Who It Suits and Who It Does Not
Peking Chef works best for people who speak Cantonese, read Chinese, or are comfortable asking staff questions. English-language menus exist but are thin. The kitchen moves fast and does not customize much; if you order something, expect it cooked the Cantonese way, not adjusted for American preferences. Groups of four or fewer have an easy time; larger parties may wait 20 minutes for a table during peak lunch (noon to 1 p.m.) or dinner (5:30 to 6:30 p.m.). This is not a place for a lengthy, leisurely meal: tables turn over in 30 to 45 minutes. It is not suited to anyone seeking alcohol, a dress-code atmosphere, or a quiet corner. It works well for anyone who values honest cooking, fair prices, and a working-neighborhood vibe.

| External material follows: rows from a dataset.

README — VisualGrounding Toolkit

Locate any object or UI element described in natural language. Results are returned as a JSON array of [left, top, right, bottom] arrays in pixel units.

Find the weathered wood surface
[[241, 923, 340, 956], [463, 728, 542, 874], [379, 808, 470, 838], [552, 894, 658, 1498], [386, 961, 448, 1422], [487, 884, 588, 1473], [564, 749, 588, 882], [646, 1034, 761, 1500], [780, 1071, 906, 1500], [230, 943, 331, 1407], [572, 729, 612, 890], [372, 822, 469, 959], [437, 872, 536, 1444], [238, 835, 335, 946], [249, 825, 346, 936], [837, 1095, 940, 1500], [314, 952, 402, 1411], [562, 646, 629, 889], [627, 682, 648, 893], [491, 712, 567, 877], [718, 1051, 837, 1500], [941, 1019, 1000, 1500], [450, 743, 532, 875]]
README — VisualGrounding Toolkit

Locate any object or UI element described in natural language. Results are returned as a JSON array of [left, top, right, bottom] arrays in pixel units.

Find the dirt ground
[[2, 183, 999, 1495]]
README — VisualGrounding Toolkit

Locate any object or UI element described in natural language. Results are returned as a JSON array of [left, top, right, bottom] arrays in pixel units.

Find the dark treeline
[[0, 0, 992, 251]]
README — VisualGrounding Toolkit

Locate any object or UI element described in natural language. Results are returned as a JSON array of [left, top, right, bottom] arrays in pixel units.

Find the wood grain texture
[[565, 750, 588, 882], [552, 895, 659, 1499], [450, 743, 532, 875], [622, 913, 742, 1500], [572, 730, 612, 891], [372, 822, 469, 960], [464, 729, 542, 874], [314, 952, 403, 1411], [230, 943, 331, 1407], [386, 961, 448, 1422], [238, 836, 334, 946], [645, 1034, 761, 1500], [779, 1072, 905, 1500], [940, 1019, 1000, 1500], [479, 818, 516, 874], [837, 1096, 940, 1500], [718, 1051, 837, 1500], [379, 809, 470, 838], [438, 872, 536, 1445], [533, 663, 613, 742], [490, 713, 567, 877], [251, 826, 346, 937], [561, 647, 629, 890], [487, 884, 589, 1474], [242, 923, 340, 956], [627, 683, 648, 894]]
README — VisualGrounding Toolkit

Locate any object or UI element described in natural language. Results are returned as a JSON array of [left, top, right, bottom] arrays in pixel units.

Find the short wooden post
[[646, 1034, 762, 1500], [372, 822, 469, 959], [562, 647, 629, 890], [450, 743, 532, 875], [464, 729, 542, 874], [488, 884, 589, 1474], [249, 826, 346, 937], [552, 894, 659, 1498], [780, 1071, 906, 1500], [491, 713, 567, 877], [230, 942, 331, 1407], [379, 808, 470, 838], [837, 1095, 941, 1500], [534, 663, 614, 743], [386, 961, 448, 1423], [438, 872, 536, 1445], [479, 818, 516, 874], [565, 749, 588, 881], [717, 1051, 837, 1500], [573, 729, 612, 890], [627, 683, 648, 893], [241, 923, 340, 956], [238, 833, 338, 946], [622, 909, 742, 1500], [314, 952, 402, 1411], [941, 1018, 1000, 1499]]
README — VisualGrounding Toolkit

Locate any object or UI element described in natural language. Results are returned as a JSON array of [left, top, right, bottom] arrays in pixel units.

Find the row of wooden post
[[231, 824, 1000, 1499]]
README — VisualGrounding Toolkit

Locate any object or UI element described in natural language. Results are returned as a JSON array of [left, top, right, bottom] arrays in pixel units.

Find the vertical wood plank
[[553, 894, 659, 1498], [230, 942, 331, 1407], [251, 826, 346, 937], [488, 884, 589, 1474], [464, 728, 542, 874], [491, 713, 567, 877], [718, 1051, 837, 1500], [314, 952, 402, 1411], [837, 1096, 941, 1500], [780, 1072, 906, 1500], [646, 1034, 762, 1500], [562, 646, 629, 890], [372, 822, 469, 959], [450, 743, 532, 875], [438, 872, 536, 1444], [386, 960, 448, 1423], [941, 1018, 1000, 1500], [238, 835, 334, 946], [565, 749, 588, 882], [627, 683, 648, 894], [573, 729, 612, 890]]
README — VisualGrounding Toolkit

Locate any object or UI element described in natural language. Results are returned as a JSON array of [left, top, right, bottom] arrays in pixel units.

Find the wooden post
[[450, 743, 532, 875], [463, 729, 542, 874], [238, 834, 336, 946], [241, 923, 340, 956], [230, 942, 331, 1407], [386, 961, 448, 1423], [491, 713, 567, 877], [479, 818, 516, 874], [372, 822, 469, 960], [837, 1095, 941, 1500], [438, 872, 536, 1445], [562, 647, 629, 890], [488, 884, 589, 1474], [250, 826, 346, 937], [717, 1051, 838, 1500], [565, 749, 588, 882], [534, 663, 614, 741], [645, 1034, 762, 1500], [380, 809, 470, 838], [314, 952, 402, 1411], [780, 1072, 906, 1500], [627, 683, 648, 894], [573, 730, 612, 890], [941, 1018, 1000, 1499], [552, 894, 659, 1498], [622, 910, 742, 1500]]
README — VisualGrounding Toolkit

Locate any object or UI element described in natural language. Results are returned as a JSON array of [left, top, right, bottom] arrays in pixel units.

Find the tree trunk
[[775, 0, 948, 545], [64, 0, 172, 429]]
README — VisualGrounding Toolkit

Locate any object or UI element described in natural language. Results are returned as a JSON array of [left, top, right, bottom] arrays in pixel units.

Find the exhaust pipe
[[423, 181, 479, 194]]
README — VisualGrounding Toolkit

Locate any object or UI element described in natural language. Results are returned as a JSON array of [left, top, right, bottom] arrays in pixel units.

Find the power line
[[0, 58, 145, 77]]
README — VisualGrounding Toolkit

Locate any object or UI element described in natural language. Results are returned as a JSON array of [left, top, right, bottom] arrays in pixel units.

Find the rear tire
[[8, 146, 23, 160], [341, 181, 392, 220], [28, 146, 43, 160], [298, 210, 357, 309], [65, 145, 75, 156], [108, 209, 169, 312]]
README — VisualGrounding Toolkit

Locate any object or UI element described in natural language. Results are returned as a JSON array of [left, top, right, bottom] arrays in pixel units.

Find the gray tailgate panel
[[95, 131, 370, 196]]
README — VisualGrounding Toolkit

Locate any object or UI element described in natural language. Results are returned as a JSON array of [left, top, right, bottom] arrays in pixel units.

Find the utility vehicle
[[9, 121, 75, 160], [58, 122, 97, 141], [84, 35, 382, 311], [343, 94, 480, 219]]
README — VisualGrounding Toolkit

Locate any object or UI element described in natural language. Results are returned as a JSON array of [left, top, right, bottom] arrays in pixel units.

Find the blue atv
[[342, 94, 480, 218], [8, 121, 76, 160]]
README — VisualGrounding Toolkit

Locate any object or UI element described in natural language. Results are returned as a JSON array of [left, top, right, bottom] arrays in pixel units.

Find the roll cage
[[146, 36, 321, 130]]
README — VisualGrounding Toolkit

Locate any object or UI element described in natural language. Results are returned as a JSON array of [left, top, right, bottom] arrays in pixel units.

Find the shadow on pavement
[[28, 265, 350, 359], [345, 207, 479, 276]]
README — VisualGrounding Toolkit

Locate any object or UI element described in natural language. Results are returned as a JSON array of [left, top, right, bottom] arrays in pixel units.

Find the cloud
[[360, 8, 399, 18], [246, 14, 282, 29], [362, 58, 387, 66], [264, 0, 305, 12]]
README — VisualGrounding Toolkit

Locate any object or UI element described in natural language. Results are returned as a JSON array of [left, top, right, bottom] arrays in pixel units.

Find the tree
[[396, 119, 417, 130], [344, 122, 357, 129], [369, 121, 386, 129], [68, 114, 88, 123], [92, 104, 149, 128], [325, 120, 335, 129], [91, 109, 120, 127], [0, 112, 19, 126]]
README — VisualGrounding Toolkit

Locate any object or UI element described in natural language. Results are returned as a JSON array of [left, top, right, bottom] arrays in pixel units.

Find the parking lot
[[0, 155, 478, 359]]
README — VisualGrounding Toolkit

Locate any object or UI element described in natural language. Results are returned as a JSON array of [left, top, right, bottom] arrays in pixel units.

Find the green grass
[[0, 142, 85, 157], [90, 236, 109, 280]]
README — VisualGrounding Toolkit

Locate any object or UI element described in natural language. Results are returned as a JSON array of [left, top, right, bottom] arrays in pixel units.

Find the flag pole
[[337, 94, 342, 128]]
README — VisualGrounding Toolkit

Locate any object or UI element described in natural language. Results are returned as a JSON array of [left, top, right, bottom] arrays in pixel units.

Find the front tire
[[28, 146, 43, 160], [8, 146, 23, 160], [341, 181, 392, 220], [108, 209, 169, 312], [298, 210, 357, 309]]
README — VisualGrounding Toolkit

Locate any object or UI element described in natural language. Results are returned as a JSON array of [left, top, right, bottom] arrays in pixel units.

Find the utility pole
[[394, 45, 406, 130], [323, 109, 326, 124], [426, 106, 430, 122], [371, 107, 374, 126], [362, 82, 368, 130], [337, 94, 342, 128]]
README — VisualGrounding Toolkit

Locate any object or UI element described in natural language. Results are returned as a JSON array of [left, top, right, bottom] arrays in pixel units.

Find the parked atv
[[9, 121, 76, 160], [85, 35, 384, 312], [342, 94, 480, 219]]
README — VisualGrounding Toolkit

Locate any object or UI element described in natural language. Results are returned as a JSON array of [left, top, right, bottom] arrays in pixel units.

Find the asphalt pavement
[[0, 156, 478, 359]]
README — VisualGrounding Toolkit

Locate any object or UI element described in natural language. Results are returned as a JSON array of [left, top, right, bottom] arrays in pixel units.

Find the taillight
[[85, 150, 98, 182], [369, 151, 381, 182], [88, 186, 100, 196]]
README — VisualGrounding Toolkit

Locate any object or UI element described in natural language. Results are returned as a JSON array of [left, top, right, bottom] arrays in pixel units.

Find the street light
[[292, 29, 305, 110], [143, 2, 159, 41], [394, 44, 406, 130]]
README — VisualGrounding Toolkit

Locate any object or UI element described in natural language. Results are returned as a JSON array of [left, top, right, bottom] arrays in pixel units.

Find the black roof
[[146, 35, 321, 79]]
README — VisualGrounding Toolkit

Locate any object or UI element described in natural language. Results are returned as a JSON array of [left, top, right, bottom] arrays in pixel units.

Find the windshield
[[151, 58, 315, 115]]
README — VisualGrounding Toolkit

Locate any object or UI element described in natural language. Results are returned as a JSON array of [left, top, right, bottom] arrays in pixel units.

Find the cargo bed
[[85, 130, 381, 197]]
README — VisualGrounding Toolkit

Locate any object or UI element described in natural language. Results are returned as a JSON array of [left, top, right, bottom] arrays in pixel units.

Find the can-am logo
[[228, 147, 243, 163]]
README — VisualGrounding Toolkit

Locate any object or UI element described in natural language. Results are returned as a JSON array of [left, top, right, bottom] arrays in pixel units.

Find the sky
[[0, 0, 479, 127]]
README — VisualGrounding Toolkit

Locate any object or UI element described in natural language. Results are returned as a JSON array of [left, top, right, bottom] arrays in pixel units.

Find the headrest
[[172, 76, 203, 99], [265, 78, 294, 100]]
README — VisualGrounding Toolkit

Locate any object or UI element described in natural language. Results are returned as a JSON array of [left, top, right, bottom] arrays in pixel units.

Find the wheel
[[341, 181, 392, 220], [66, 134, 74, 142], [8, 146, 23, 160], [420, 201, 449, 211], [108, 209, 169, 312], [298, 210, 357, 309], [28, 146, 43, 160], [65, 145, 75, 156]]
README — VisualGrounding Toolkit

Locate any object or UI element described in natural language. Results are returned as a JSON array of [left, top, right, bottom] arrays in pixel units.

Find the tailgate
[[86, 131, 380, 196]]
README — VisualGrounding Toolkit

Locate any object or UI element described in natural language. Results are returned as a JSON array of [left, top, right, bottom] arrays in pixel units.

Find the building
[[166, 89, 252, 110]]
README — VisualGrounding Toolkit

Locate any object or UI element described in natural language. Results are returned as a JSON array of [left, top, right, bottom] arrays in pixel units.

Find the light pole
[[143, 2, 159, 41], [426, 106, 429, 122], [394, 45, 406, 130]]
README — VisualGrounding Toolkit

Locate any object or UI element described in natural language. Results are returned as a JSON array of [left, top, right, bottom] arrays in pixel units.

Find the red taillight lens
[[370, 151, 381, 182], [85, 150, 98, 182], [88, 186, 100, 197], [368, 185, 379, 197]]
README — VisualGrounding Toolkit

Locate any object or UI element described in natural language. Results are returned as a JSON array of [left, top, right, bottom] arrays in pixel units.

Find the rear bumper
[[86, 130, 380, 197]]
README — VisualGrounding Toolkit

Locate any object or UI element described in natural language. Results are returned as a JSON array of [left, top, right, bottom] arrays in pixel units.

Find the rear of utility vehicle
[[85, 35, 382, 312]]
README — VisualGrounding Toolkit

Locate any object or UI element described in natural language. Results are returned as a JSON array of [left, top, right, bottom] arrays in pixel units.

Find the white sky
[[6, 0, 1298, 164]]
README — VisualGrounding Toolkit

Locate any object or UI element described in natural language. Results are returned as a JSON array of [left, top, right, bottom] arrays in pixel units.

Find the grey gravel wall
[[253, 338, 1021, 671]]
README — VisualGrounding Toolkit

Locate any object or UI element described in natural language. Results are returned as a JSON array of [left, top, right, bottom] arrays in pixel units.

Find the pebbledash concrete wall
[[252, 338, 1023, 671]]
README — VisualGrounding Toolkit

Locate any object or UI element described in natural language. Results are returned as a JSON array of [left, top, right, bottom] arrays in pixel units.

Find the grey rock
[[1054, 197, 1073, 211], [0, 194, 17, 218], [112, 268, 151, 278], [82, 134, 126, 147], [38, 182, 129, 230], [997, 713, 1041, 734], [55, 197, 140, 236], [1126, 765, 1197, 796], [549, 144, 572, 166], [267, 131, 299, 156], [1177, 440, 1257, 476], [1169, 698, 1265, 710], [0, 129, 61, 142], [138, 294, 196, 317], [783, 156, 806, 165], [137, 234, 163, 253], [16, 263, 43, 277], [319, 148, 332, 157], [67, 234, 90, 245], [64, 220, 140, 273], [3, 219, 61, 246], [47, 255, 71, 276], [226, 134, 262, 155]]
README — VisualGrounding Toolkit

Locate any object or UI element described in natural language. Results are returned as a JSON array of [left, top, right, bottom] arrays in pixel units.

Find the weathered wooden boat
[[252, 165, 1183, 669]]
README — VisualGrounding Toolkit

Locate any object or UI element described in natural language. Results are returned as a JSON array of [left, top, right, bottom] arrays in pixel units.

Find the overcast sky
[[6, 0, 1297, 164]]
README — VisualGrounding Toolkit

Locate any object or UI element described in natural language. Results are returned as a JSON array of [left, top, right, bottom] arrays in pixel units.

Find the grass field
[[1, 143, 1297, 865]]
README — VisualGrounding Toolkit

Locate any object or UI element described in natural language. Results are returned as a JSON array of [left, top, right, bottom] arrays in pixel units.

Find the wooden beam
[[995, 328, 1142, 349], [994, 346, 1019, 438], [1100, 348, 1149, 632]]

What the First Visit Involves
On arrival, tell the host your party size. You will be seated immediately or given a wait estimate. A server brings water and small glasses without asking. The full menu is in Cantonese with some English translations; ask for help if needed, or point to dishes you see other tables eating. Order at the table. Food arrives in 10 to 15 minutes for simple dishes, longer for whole fish. Cash is preferred but cards are accepted. There is no dessert menu; the meal ends when you finish.
Hours, Parking, and Logistics
Peking Chef is open Monday through Thursday 11 a.m. to 9 p.m., Friday and Saturday 11 a.m. to 10 p.m., and Sunday 11 a.m. to 8:30 p.m. Street parking on the surrounding blocks is free but competitive during lunch and dinner rushes; a small lot one block south has metered spaces. The restaurant is a short walk from the Canton Metro station.
Peking Chef survives in a neighborhood with rising rents by keeping overhead minimal and cooking with precision. For anyone in Canton seeking Cantonese food made to actual standards, it remains the fastest and cheapest option available.